Making Maple Syrup on Induction Cooktop
Saves Energy & Lowers Carbon Footprint
This is my first sugaring season in Vermont. I did a short stint working for a professional maple sugar operation in January/February, tapping some of their 22,000 trees and repairing lines. That was before my bad hip got the best of me hiking in deep snow . . . a story for another day!
So, with my newfound knowledge, I tapped ten maple trees around my house and made about two gallons of syrup from eighty gallons of sap. I learned many lessons this first year, but here is the most important one:
Maple sugaring as a hobby operation is expensive and non-sustainable!

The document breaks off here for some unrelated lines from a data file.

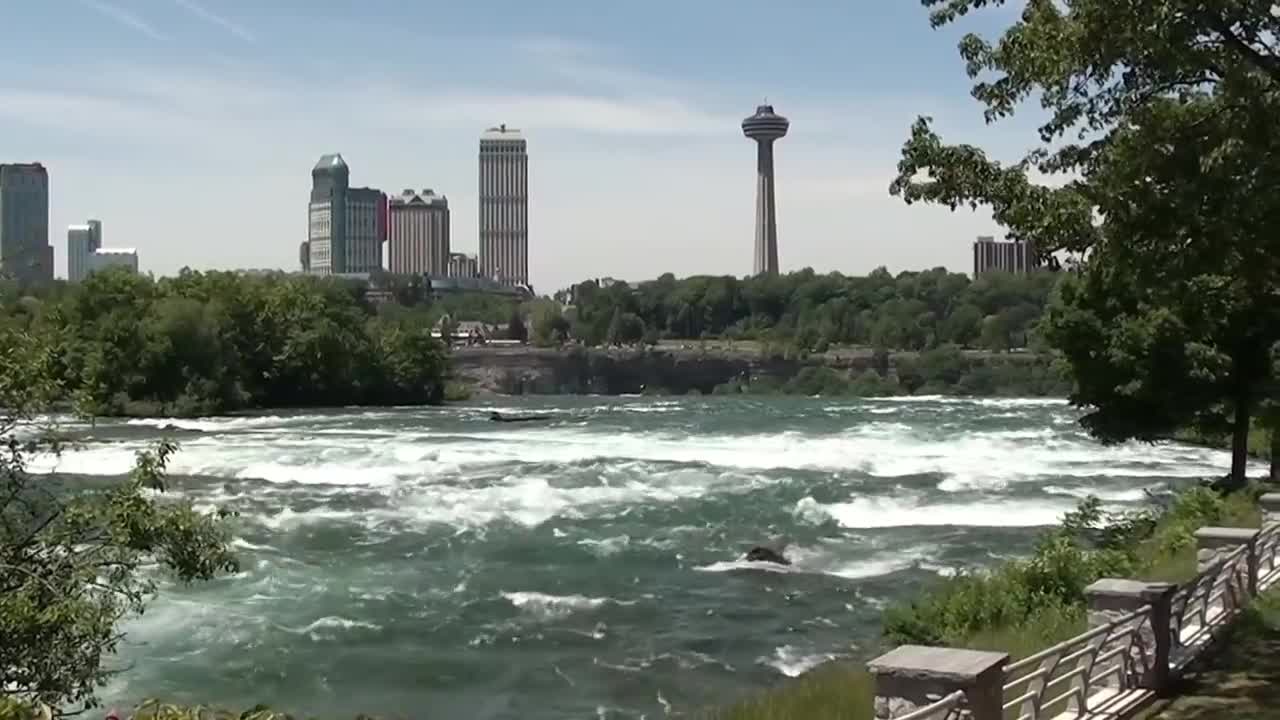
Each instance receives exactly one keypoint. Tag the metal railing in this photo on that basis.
(951, 707)
(1207, 602)
(1065, 677)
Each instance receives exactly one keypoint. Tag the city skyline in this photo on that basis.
(147, 128)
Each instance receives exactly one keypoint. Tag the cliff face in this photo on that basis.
(534, 370)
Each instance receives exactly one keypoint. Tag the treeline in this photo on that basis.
(214, 342)
(941, 370)
(914, 310)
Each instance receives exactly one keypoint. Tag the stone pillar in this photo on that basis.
(914, 677)
(1215, 543)
(1270, 504)
(1110, 600)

After burning through five tanks of propane on my outside grill and an equal amount inside on my gas cooktop, I wondered if there was a better way. Professional operations use reverse osmosis to speed up syrup production by removing about 80 percent of water from the sap before boiling it in an evaporator pan. But the pre-built RO systems are expensive, and I wasn’t ready to try building my own for less. Instead, I decided to try using a portable electric induction cooktop. I have heard they are more efficient, and so presumably greener and more economical than using gas, wood, or even an electric cooktop. I wanted to find out whether an induction cooktop might work for making maple sugar, which requires about 10-12 hours of continuous boiling to reduce 20 gallons of sap into one-half gallon of maple syrup, a 40-1 ratio. Also, because my kitchen is overdue for renovation after 27 years, I want to consider switching out my gas cooktop to an induction range. Time to weigh the pros and cons.

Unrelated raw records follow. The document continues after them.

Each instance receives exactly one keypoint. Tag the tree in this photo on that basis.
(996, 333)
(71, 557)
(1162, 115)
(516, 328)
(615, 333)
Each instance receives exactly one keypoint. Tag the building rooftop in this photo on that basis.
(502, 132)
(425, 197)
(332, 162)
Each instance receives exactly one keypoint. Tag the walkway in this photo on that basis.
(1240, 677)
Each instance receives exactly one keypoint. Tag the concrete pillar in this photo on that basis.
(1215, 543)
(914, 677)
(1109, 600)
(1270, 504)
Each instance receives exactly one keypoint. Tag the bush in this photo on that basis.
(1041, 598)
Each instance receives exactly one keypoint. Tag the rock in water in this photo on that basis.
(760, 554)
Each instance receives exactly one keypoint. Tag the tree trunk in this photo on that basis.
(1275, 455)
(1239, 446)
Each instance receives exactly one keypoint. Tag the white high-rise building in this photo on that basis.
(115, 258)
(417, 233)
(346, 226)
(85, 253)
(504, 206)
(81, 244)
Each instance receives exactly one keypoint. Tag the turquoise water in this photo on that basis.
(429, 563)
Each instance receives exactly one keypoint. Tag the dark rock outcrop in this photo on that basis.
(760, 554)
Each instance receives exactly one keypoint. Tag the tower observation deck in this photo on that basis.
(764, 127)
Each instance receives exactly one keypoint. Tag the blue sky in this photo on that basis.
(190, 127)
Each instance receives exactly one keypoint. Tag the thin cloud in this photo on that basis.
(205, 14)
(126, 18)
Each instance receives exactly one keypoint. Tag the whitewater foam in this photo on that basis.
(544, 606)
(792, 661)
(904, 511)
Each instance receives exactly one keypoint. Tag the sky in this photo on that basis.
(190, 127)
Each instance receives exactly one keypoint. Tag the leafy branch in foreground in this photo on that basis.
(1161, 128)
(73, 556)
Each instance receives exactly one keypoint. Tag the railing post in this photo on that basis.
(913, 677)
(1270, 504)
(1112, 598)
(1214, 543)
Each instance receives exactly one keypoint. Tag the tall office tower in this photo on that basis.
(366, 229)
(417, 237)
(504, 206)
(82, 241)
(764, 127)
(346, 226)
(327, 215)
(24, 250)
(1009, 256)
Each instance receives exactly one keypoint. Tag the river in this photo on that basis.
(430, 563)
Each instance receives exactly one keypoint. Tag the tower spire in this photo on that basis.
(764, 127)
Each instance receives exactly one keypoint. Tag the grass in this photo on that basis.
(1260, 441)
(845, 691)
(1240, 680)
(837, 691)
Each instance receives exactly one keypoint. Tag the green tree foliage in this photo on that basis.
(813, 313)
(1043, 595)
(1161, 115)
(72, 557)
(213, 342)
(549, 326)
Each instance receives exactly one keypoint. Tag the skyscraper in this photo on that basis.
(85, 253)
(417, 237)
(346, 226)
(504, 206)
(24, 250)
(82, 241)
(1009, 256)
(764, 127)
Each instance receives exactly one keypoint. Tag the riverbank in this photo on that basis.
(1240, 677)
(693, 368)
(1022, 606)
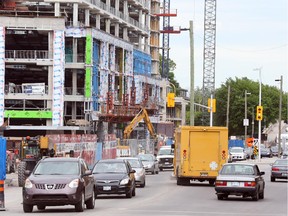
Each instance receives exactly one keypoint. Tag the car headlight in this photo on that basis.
(124, 181)
(28, 183)
(74, 183)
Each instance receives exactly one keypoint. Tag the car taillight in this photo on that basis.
(184, 154)
(250, 184)
(221, 183)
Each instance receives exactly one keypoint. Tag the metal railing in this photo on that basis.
(28, 54)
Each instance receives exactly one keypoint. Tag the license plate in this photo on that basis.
(235, 184)
(106, 188)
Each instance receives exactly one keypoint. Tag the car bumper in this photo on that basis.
(52, 199)
(235, 191)
(107, 189)
(282, 175)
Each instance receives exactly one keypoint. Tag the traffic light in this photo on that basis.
(171, 99)
(213, 104)
(259, 113)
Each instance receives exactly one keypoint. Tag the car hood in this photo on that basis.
(56, 179)
(165, 156)
(109, 176)
(146, 163)
(235, 178)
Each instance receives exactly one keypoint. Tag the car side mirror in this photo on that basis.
(87, 173)
(27, 172)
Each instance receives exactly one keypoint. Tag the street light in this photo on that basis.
(280, 117)
(259, 122)
(246, 121)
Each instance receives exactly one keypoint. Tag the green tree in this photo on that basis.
(270, 103)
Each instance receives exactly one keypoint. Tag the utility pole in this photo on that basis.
(259, 121)
(280, 117)
(191, 74)
(246, 121)
(228, 107)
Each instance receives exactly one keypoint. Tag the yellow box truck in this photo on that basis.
(199, 153)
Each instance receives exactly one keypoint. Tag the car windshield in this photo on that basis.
(165, 151)
(146, 157)
(281, 162)
(236, 150)
(57, 168)
(134, 163)
(110, 168)
(237, 169)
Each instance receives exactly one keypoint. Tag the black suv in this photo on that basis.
(59, 181)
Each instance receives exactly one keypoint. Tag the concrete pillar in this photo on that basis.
(116, 29)
(125, 8)
(75, 14)
(75, 50)
(74, 82)
(146, 45)
(107, 25)
(117, 5)
(57, 9)
(125, 34)
(140, 42)
(98, 18)
(140, 17)
(87, 17)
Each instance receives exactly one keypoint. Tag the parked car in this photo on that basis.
(237, 154)
(285, 154)
(59, 181)
(279, 169)
(150, 163)
(274, 150)
(240, 179)
(138, 166)
(165, 157)
(114, 176)
(266, 152)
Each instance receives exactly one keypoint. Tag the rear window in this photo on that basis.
(237, 169)
(57, 168)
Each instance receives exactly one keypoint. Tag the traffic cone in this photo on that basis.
(2, 203)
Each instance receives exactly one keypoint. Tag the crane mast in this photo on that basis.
(209, 55)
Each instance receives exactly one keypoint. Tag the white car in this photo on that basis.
(237, 154)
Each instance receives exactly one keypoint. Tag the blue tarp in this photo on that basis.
(2, 158)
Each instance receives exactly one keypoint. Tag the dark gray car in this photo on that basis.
(59, 181)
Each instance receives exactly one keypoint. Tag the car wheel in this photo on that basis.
(220, 196)
(79, 207)
(91, 201)
(41, 207)
(255, 197)
(211, 182)
(27, 208)
(261, 195)
(129, 194)
(134, 191)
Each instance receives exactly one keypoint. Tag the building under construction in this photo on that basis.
(79, 67)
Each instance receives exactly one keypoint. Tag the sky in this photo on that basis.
(251, 36)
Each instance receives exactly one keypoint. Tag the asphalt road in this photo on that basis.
(162, 197)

I did a bunch of research online and ended up buying this cheap 1800-watt double induction cooktop. I got a used “very good” one on sale for about $150. I wanted a double cooktop so that I could fit one of my evaporation pans over two burners to speed up the evaporation process.
Here is my video review of how it went and also a comparison of the economic and environmental costs of using an induction cooktop versus propane to evaporate maple sap into syrup.
Dear Husband (DH) doubted my energy and environmental math, so here it is on paper:
I made a little more than one-half gallon of maple sap out of about 25 gallons of sap on the induction cooktop.
Let’s compare energy costs to make this same amount of syrup with propane versus electricity on an induction cooktop.
Usually, it takes me about 12-14 hours to boil down 25 gallons of sap with 2.5 tanks of propane. At $23 a tank that is about $59 to change this amount of sap into syrup. Or $14.75 in energy for each of the four 500 ml jars of syrup I produced.
Looking online with my utility company – Green Mountain Power – I can determine my daily electricity usage. For the day I used the induction cooktop, I used about twice as much electricity as on a normal day, or about 20KWhs instead of 10.
The cost per KWh here in Vermont is about 20 cents. The average in the nation is closer to 15 cents. Hence my additional 10 KWh cost about $2.00 for the day, or .50 cents to make each of my four 500 ml jars. That is $14.25 less per jar than using propane!
DH sincerely doubted that I used only 10 additional KWhs to evaporate this much sap and suggested I search online to determine the amount of energy required to evaporate 1 gallon of water using induction energy. The closest example I could find was this guy who also tried to figure out the electricity cost of evaporating maple sap with an induction burner using a watt meter and Michigan power rates. He figured it cost him $174 to keep his one-burner induction cooktop operating at high speed 24 hrs a day for 30 days. So that means the cost to operate it for just 12 hours is $2.91, or about $1 more than the $2 I estimated based on my utility usage numbers. Whichever is correct, an induction cooktop is clearly cheaper than propane.
Using electricity to make maple syrup also makes good environmental sense.
An average grill propane tank holds 4.6 gallons of propane when full. If each gallon of propane emits 12.61 lbs of CO2, that’s 58 lbs per tank. Or 145 lbs of CO2 added to the environment for the 2.5 tanks of propane I used to boil down 25 gallons of maple sap.
By comparison, EPA estimates that on average each kWh of electricity produced uses .8 lbs of C02. So I created about 8 lbs of CO2 for the additional 10 kWh of electricity I used with the induction cooktop.
In summary, that’s 145 lbs of CO2 for propane versus 8 lbs with electricity, decreasing my carbon footprint by 137 lbs.
[Important point: my math does not take into account the solar credits I receive from my solar rooftop, which produces between 400-600 KWh each month.]
Here is the bottom line: While there is nothing easy or economical or completely green about making maple syrup, an induction cooktop does make good sense for a hobby maple syrup operation. You can make it more sustainably for far less money.
I did decide to trade in the double induction cooktop I bought for two single induction cooktops to deal with the safety shutoff problem that would only allow one burner to boil sap at a time. Next sugaring season I will use two 1800-watt induction cooktops and also try to find an all-steel evaporator pan that works with an induction cooktop to speed up evaporation time.
I hope this post and video save someone else time and money while reducing your carbon footprint in making delicious maple syrup!